Dr. Yingjie Lao (far right) works with Ph.D. students Joseph Clements (middle) and Bingyin Zhao.

Of the 9,020 papers reviewed, 15% were accepted to the conference.

All three of the Lao-group papers focus on enhancing security in artificial intelligence, an ever-growing important topic in AI research and applications.

Lao said the papers were a result of the research he and his team conducted as part of his CAREER award from the National Science Foundation.

“It shows our work is recognized by the community and that the reviewers like our work and think it is interesting and novel,” Lao said. “We hope our work can help improve the robustness and security for next-generation AI technologies.”

The papers and their authors are:

“DeepHardMark: Towards Watermarking Neural Network Hardware,” Clements and Lao


“CLPA: Clean-Label Poisoning Availability Attacks Using Generative Adversarial Nets,” Zhao and Lao

“DeepAuth: A DNN Authentication Framework by Model-Unique and Fragile Signature Embedding,” Lao and three from Baidu Research USA

Hai Xiao, chair of the Holcombe Department of Electrical and Computer Engineering, said the acceptance of the three papers helps draw attention to the high level of scholarship that Lao brings to the department.

“Dr.

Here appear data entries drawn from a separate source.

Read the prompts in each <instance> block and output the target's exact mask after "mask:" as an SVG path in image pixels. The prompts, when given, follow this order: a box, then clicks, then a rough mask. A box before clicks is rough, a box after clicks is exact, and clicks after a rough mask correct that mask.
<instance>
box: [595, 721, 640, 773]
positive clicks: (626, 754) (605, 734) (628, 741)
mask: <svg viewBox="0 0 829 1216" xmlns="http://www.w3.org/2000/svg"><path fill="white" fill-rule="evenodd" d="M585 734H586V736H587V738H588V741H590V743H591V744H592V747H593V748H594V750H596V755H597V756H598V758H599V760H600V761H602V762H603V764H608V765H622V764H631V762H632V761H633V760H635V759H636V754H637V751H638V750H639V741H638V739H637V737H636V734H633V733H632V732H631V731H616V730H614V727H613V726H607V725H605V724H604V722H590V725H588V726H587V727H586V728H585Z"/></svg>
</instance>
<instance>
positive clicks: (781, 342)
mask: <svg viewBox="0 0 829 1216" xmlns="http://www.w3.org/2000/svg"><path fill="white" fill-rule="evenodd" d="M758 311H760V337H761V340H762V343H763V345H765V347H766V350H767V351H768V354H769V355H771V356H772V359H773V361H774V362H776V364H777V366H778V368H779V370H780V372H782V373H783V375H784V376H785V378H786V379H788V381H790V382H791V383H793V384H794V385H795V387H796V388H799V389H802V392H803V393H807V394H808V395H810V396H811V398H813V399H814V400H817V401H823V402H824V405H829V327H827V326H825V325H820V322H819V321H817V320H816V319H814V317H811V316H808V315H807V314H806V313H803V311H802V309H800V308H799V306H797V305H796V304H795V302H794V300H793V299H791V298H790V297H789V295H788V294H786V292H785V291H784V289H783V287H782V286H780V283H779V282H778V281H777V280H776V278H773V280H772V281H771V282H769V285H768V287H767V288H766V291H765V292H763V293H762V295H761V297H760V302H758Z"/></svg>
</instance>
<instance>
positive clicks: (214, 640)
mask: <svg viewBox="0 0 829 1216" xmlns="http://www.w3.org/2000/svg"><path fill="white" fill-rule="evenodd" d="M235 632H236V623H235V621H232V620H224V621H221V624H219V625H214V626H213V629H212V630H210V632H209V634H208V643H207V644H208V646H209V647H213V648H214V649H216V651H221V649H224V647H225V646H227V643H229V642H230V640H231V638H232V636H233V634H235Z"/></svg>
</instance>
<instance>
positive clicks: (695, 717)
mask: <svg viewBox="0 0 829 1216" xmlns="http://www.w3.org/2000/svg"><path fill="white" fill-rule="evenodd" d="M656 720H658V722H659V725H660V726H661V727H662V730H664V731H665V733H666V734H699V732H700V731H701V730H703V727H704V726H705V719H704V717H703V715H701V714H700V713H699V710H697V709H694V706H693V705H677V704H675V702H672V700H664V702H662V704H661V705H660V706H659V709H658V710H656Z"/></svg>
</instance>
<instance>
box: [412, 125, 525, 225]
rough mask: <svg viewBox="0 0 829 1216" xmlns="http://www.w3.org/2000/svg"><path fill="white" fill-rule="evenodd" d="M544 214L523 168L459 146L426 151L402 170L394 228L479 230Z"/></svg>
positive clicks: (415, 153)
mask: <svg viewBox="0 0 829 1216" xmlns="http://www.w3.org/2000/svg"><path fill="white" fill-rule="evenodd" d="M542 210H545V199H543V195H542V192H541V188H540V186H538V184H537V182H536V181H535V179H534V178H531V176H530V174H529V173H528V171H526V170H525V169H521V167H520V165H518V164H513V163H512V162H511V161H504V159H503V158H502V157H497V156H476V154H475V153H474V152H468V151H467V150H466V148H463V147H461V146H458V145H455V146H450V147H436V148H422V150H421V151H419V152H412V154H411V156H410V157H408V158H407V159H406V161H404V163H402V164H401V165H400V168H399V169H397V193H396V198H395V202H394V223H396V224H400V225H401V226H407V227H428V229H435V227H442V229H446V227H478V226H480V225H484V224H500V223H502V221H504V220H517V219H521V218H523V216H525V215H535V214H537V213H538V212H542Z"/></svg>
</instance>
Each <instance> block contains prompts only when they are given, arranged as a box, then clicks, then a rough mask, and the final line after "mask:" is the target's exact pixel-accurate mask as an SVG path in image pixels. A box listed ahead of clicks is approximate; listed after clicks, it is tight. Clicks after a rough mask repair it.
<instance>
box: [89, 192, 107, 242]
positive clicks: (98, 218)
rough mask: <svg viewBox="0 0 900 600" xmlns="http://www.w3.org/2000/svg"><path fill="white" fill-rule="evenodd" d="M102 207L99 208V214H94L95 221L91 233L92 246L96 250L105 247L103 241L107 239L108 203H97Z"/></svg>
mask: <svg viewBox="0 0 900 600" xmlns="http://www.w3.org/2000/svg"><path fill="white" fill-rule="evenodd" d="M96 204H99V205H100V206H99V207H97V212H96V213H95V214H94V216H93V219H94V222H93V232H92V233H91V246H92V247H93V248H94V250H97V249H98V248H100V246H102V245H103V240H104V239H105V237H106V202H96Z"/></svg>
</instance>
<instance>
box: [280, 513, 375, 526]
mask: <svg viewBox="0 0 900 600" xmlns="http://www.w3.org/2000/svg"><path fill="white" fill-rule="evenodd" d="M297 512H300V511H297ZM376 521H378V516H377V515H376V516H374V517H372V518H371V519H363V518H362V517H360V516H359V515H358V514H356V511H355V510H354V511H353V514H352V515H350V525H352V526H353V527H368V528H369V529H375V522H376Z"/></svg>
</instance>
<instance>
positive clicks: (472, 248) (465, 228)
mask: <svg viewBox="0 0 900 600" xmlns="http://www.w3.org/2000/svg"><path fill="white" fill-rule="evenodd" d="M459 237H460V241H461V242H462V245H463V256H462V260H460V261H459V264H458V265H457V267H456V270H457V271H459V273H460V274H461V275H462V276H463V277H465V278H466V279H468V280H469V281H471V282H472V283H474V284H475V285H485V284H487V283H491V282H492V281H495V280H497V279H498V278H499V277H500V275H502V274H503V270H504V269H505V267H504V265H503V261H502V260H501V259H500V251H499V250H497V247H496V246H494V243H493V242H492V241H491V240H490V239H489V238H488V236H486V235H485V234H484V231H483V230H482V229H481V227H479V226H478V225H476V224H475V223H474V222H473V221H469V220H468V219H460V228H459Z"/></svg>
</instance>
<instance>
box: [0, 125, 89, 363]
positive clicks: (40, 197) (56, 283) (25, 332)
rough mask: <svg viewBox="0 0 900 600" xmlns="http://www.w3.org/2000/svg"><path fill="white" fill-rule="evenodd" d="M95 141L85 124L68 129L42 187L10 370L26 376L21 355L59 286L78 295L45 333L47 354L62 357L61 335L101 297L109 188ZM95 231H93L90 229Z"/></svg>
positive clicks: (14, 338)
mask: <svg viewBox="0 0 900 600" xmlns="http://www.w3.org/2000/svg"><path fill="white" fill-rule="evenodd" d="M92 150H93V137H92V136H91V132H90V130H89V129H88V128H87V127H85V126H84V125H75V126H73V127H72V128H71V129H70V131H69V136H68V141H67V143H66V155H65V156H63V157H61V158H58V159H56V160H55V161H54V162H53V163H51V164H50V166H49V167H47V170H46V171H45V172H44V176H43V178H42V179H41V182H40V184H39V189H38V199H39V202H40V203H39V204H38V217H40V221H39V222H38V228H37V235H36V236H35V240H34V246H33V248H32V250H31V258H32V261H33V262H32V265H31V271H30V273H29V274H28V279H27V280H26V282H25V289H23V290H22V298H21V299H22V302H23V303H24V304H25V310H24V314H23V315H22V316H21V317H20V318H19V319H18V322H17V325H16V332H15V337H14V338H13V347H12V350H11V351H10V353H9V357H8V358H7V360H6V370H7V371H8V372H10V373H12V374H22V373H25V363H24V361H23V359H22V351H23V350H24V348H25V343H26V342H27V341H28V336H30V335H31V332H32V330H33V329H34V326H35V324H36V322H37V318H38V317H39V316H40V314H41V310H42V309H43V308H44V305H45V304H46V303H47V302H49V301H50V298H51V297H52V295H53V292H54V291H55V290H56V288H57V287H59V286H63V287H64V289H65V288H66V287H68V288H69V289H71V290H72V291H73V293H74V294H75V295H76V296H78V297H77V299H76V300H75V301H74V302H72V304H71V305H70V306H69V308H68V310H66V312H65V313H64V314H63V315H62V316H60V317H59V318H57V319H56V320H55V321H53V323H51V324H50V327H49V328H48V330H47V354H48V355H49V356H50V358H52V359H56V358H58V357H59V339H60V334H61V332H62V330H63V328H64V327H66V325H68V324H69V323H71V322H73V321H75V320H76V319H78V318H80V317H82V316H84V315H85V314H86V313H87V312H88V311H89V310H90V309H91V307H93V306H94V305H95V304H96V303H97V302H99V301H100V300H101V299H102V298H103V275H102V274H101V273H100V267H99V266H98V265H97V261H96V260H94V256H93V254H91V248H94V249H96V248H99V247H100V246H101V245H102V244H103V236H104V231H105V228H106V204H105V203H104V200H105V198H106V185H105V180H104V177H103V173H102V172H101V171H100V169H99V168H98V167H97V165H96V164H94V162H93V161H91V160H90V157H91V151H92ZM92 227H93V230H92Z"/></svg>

Lao and his students will have a chance to share their knowledge with some of the international community’s leading AI scholars,” Xiao said. “It’s a well-deserved honor and a unique opportunity to raise Clemson’s global reputation in the fast-growing field of artificial intelligence.”

The conference, set for Feb. 22-March 1, is sponsored by the Association for the Advancement of Artificial Intelligence and “promotes theoretical and applied AI research as well as intellectual interchange among researchers and practitioners,” according to the conference website.